The Frenchman looked up at the beetling rock that overtopped the house before them. “I have a vision,” he said. “I am clairvoyant. I see through the rock yonder into a long succession of low caves where you must walk stooping. At the entrance of these caves sits ‘une blanche aux yeux noirs,’ and all the floor is strewn with ingots of pure gold. As you look along the windings for miles, that gold lights the place up like a fire.”

“I also am clairvoyant,” said the Italian. “I see beyond those mountains a happy country where ambition never thwarts true love, and partings are unknown. It is the promised land of the heart.”

“I see farther yet,” said the German. “Beneaththat cliff is your El Dorado. Beside it is your Love’s paradise. But farther yet, hemmed in by precipices, is a great black castle of which Castle Dylar is but an offshoot. There dwells a princess held in bonds by a fierce giant. He wishes to marry her, would give her all the gold you see, and make her queen over your paradise; and she will not.
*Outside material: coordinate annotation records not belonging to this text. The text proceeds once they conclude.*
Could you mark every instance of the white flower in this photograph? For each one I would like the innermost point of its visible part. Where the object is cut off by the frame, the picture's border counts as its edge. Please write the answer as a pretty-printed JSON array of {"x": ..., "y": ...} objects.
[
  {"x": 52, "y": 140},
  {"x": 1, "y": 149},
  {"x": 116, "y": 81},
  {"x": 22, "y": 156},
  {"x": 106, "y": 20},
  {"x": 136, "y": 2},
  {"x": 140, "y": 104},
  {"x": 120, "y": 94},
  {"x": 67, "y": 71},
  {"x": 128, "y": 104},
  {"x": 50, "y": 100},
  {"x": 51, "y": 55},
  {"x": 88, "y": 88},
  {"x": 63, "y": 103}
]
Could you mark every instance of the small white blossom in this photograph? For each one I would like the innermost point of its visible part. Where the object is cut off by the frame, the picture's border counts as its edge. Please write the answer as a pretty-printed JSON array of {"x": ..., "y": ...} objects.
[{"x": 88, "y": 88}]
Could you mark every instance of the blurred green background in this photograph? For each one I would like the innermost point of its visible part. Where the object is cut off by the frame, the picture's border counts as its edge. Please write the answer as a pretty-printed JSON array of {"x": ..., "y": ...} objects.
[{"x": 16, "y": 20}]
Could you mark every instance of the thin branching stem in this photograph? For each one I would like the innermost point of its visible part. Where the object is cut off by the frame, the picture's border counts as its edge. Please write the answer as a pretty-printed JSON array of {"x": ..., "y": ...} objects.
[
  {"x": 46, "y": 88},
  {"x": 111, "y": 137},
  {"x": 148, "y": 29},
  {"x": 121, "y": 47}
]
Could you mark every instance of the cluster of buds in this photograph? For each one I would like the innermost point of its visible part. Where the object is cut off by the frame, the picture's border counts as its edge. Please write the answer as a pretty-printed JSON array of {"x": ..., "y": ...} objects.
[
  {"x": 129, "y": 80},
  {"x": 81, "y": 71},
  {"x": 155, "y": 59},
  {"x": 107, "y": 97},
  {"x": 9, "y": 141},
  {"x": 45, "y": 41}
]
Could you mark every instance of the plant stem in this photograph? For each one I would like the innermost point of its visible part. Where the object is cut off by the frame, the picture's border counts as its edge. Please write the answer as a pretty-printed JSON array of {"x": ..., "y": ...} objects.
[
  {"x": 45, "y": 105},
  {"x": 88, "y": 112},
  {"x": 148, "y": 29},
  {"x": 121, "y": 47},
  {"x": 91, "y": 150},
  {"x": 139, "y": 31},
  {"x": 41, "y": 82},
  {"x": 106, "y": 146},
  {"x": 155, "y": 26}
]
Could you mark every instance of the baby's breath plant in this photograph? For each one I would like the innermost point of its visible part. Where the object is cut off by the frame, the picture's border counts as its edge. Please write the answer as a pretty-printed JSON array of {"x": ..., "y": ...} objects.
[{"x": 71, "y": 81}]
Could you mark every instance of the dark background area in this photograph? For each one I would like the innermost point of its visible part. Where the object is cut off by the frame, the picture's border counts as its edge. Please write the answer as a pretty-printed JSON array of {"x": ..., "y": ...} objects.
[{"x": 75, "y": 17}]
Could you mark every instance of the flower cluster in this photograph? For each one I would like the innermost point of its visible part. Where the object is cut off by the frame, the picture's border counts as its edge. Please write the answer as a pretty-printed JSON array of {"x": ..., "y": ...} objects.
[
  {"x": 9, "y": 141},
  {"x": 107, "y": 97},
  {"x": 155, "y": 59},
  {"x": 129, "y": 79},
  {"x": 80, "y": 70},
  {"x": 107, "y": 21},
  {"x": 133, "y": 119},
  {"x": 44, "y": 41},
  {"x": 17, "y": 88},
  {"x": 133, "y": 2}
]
If I could pass this wall, if I could thread the labyrinth of gorges leading to that castle, I should find her there, dark and splendid and stately. She is as free and fierce as an Arab. She is as tender as a dove. She looks like a goddess. Her name is—is—Io.”

They ate their luncheon in the green fragrant shadows. The viscomte went into the house while the other two smoked their cigarettes, dreaming with half-closed eyes, till they were startled by an excited call from the house: “Come here! Come!”

They hastened to obey.

“I have found a secret door!” said the Frenchman’s voice from under the stair. “It is surely a door! The wall moves. See! it retreats an inch or two without displacing a stone. Let us get sticks and pry it open. We are on the eve of a discovery!”